Pizza delivery is a time-honored part-time job for many young drivers. Borrowing the family car a couple of nights a week as a way to earn spending money may seem like a quick and easy way to turn driving skills into cash, but there are some things to address. Personal insurance doesn’t cover commercial use under normal circumstances. Without commercial coverage, any incident that occurs while the car is on pizza duty may not be protected. Here’s what you need to know if you have a delivery driver in the family.
Adding Commercial Insurance to a Personal Vehicle
Insurance companies do provide extra protection for personal vehicles used for business. This additional coverage is added through endorsements, also called riders. Typically, someone who calls on clients in their home, such as a real estate agent or investment advisor, adds this coverage to their own car. Delivery is another matter. From the insurance company’s perspective, a real estate agent drives to home and remains there for a period of time. A pizza delivery takes only a few moments. The amount of time driving is comparatively more for the delivery.
On the other hand, a pizza delivery driver is more likely to work part-time, so the total amount of time on the road is less. This may keep additional coverage down in price. Pizza delivery is often a late-night job, and hours driven after midnight are more of a statistical risk. This is a factor that can increase insurance prices. The youth and inexperience of a teen trying to obtain a commercial endorsement may also be a factor that drives up costs and availability.
Each insurance company has its own underwriting rules. In Ontario, these rules must be followed as directed by the Insurance Act. If a company’s rules prevent it from issuing a commercial endorsement, then it cannot make an exception. It must not issue the policy. Finding a company that does issue commercial endorsements may be difficult. An insurance broker can be your best option to locate a provider in the regular car insurance market.
Do Pizza Stores Carry Insurance?
A reputable pizza restaurant offering delivery service should have a liability policy to protect itself from damages caused by an incident with one of its drivers. This coverage will not, however, provide protection against damage or loss to a driver’s personal vehicle. Pizza restaurants with their own fleet of delivery vehicles should have commercial insurance in place.

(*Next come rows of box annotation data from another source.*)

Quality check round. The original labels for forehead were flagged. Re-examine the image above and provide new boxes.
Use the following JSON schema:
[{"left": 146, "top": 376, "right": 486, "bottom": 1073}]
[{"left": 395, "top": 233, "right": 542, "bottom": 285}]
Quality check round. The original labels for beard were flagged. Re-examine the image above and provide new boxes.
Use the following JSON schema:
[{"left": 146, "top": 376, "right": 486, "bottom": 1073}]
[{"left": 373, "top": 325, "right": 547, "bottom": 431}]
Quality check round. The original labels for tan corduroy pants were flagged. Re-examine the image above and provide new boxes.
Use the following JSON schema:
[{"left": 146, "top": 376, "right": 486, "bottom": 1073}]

Consequences of Delivering Pizza Without Insurance
Expecting personal insurance coverage without adding commercial endorsements could be a recipe for disaster. If an insurance company investigation determines that a personal vehicle was being used for commercial purposes, the company may deny settlement payments. While provincial health coverage would handle emergency services and basic care, extended medical and rehabilitation costs would fall on the driver. Liability for any at-fault accident would remain solely on the driver. In the case of a serious accident, this could cost hundreds of thousands of dollars.